Hello! The goal of this project is to demonstrate that you can make better predictions with better data. This is accomplished by using NFL data to predict the total wins a team will have each season. In week one I start with data from a team’s first game, in week two I have data from two games now, I continue doing this every week of a season until I have 17 models to predict and compare with.
This project was made to practice my data analysis skills and all my coding in R. This project involves data mining HTML webpages, cleaning and sub-setting data, making regression models, and making comparisons between them.
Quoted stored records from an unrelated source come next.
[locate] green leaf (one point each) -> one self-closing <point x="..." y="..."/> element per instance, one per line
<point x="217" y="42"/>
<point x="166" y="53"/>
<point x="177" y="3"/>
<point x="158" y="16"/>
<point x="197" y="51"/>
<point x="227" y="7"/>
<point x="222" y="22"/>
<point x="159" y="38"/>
Library all my packages at the start.
library(rvest)
library(plyr)
library(ggplot2)
library(here)
library(nflplotR)
First things first I need to state the data I need. To train my models I have to get the total season wins for each team for every year. I accomplished this step by making a function to return total wins, team name, and year from pro football archives.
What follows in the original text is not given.